La scaletta, a un certo punto, diventa quasi un dettaglio. “Il repertorio mio è vasto. Voi mettete la monetina nel jukebox“, scherza Gratteri. Ed è esattamente quello che accade: una domanda apre tre strade, un ricordo ne richiama un altro, e il pubblico segue, ride, applaude, si ferma in silenzio quando il tono cambia. Alla fine arriverà anche la lunga fila per le firme e le dediche al suo libro.
“Vibo è stata la provincia più curata e attenzionata dal mio ufficio”

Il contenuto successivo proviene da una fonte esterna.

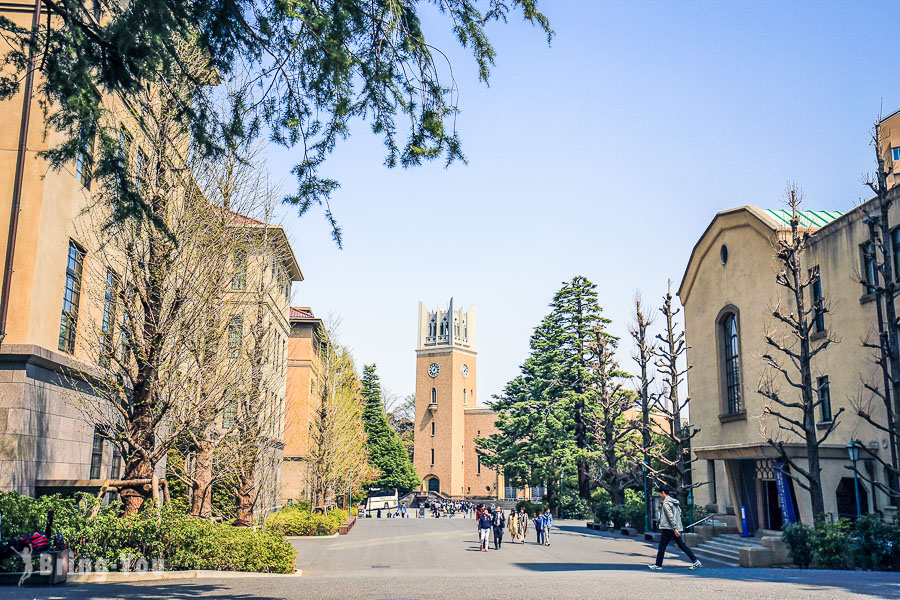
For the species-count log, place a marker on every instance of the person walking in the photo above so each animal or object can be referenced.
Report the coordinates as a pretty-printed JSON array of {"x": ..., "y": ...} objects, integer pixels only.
[
  {"x": 548, "y": 523},
  {"x": 484, "y": 529},
  {"x": 522, "y": 518},
  {"x": 498, "y": 522},
  {"x": 539, "y": 528},
  {"x": 670, "y": 527}
]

Il magistrato torna agli anni trascorsi alla guida della Procura di Catanzaro e parla di Vibo Valentia. “La provincia di Vibo è stata quella più curata, più attenzionata dal mio ufficio a Catanzaro“, dice. E spiega la scelta organizzativa che, nella sua ricostruzione, accompagnò quella stagione: “Ho messo quattro sostituti, ragazzi di altissimo livello, di altissimo profilo“. Poi rivendica il lavoro fatto insieme a magistrati e investigatori, respingendo la rappresentazione delle sue inchieste come una sequenza di fallimenti. Ricorda di essersi battuto per avere sul territorio vibonese investigatori di primissimo piano, tra carabinieri, polizia e Guardia di finanza. “Abbiamo fatto cose importanti. Mi hanno calunniato, mi continuano a diffamare, c’è chi dice che non abbiamo fatto nulla. Vediamo tra pochi anni se vi sentite più sicuri e più liberi rispetto a quando c’ero io. O se stavate meglio prima che arrivassi io con i miei colleghi“. Gratteri tiene a togliere il racconto dalla dimensione dell’uomo solo al comando: “La Procura è un lavoro di squadra e tutti assieme abbiamo fatto quelle cose. Abbiamo potuto sbagliare ma io vi dico che tutto il possibile, tutto quello che abbiamo potuto fare, l’abbiamo fatto“. E nel bilancio inserisce anche la risposta della società civile: “I cittadini della provincia di Vibo hanno fatto la loro parte, perché noi abbiamo avuto molta gente che ha denunciato, molta gente che ha collaborato“. Per Gratteri il meccanismo è semplice: quando il cittadino avverte che lo Stato c’è davvero, trova il coraggio di esporsi. “Se si rende conto che c’è una squadra, che c’è una struttura, che c’è una rete, la gente si incoraggia e parla“.